Constable Lance Johnstone makes a stupid joke about having met her before, which she ignores. He is scrubbed and polished within an inch of his life, wearing his best uniform, but there is still something third-rate about him.
Superintendent Dieter Margan has a bald head and lots of shiny bits on his dark blue uniform. His manner and demeanour remind Wendy of Yul Brynner during his
King and I
days.
The third guy is also in uniform. She doesn’t catch his rank but the headmaster explains that the darkly handsome Tony Haddad is in charge of gun licensing.
Wendy sits in a wingback chair and crosses her legs. ‘So how can I help you gentlemen?’ she says like she’s a character in a Bond movie.

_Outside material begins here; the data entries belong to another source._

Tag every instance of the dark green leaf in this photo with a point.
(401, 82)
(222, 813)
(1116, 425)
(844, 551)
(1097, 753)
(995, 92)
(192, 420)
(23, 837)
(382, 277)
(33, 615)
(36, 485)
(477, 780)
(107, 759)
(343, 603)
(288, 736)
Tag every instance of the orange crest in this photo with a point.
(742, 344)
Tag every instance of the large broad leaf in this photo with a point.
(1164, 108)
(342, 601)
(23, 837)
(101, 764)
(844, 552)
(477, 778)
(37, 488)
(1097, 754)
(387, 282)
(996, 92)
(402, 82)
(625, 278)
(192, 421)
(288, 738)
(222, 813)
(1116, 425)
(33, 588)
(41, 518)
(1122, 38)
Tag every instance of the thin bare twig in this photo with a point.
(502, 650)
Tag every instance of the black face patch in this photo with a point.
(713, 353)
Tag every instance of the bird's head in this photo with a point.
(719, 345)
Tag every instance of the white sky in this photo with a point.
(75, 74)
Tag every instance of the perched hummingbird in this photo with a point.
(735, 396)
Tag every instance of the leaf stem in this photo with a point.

After some brief umming and ahing, Ignatius Quinn explains that the superintendent has asked for an assurance that the police will be forewarned the next time a student undertakes any activity involving a replica firearm.
‘But now that we all know it’s illegal, the students won’t be using replica firearms,’ says Wendy, feigning restrained astonishment, ‘will they, Doctor Quinn?’
‘Quite right, Mrs O’Dell.’
‘Declan didn’t know he was using an illegal firearm, otherwise he wouldn’t have borrowed it. It was an innocent mistake, that’s all.’
‘But what about your husband, Mrs O’Dell?’ says Dieter Margan. ‘Surely he would have realised that it was a replica Glock?’
Wendy looks baffled. ‘I’m sorry. Are you asking me whether Michael knew the toy gun was illegal?’ She calls it a
toy gun
rather than a
replica Glock
to provoke a response.
It works.
‘Toy gun? Toy gun?’ splutters Lance Johnstone. The superintendent shoots a look that tells him to shut up but Lance doesn’t take the cue. ‘It’s hardly a toy gun.’
‘Well, I understand it fires potato pellets. Is that correct?’